Don Silvio Gallotti, di cui nel 1997 è stato ufficializzato il riconoscimento dell’eroicità delle sue virtù, nasce a Cannobio nel 1881, in una famiglia modesta, ma ricca di fede che vede di buon occhio la sua vocazione. Raggiunge il sacerdozio nel 1904 e lo mandano a fare tirocinio prima a Trarego, poi a Cambiasca: comunità piccole, dove tra giovani, ammalati e poveri vive con gioia le prime esperienze di ministero, conoscendone insieme anche le difficoltà e le povertà. Si tratta di località perlopiù isolate e quasi fuori del mondo, dove un giovane prete deve faticare non poco ad affrontare solitudine, diffidenza e indifferenza.
“Il sacerdote deve somigliare alla candela, la quale arde e si consuma per illuminare”, scrive ed è un po’ la sintesi del suo essere prete, che si consuma in preghiere e penitenza, per arrivare là dove gli sarebbe impossibile con la parola e la sua presenza. Nel 1906 lo mandano come coadiutore nella più popolosa parrocchia di Galliate e qui si rivela per quello che è: un prete che non aspetta di essere chiamato, perché premurosamente sa andare lui in cerca di chi ha bisogno. Al vescovo questo non sfugge e neppure la cura che riversa nella pastorale vocazionale; forse è anche segretamente ammirato della sua forte spiritualità, fatto sta che nel 1911 gli chiede di assumere la direzione spirituale del seminario di Arona. Vi resterà per 15 anni, in quattro dei quali assumendo le mansioni economiche e direzionali connesse al ruolo di rettore del medesimo seminario. Sono queste ultime a stargli un po’ strette, in quanto per nulla confacenti al suo temperamento, ma tutto svolge con scrupolo e fedeltà, limitandosi a chiedere preghiere agli amici più intimi “perché non fallisca completamente la missione che mi è stata affidata”.
Da seminarista aveva scritto di voler “essere sacerdote santo”, adesso si forza di plasmare la santità nei suoi figli spirituali: “possa io, santificandomi, precedere in santità coloro che ho l’incarico di educare bene”. Testimonia apertamente tutta la sua gioia di essere prete: “Se io potessi scegliere ancora tra il sacerdozio e la vita laicale, cento, mille volte, sceglierei di farmi sacerdote. Oh, amici quanto è bello essere sacerdote! Troppo bello!”. Senza risparmiarsi e senza farsi pregare esercita il ministero della predicazione, soprattutto nei mesi estivi, nelle parrocchie in cui è invitato, gettando così le basi per un gruppo di “Missionari di Maria”: come lui innamorati della Madre di Dio, insieme a lui impegnati a diffonderne la devozione.

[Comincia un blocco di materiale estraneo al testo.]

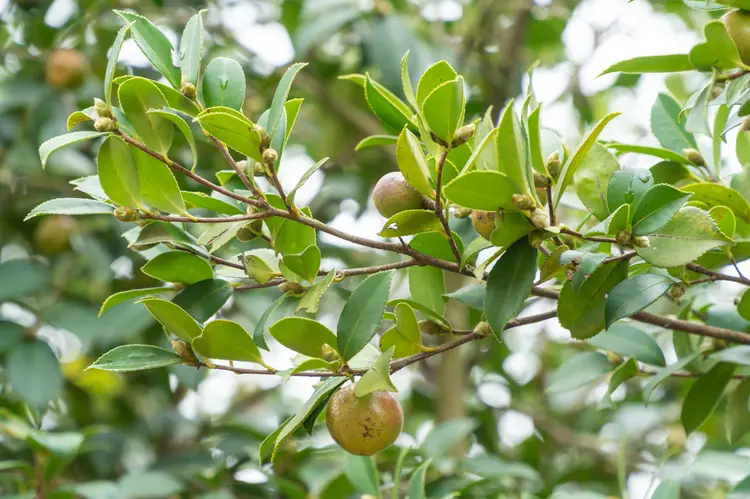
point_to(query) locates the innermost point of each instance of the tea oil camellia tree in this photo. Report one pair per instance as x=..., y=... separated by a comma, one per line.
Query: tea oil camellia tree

È di quel periodo, infatti, la “scoperta” della spiritualità del Montfort; “stabilire per mezzo di Maria e in unione con lei il Regno del Cuore di Gesù in coloro che sono destinati a stabilirlo in tutta la diocesi” diventa l’obiettivo per il quale lavora, spera e soffre. Infatti non a tutti piace l’ardore con cui cerca di instillare nei chierici la “vera devozione” a Maria e neppure il ricorrente riferimento alla spiritualità mariana di cui trasudano le sue infuocate omelie, al punto che su questo argomento gli viene imposto dal vescovo un doloroso silenzio, che gli causa incomprensioni e umiliazioni. Si pensa che questi dispiaceri siano la causa dei frequenti dolori di stomaco di cui don Silvio soffre e per i quali si rivelano inutili cure mediche e ricoveri ospedalieri, accompagnati per di più da una spaventosa aridità interiore e da una lunga “notte dello spirito”.

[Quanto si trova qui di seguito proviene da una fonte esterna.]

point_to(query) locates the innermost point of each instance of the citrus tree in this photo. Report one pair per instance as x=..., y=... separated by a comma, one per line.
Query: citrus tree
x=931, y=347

A ottobre 1926 il vescovo gli affida la direzione spirituale del seminario di Novara, dove questo prete troppo “mariano” viene da qualcuno accolto con fredda diffidenza. “Sento che la Madonna conduce il mio sacrificio sino alla fine”, sussurra: il 2 dicembre celebra la sua ultima messa, poi inizia una lenta agonia in una corsia fredda e appartata, quasi abbandonato, nutrito solo più di Eucaristia perché il suo stomaco si rifiuta di assumere cibi solidi, cosciente di “non fare del bene alle anime, più di ora che sono crocifisso”. Muore il 2 maggio 1927 e solo dopo si scoprirà il suo “voto di vittima”, con il quale si era offerto a Dio, che spiega l’eroismo della sua malattia e della sua aridità spirituale con cui aveva sperimentato tutta l’angoscia del Getsemani.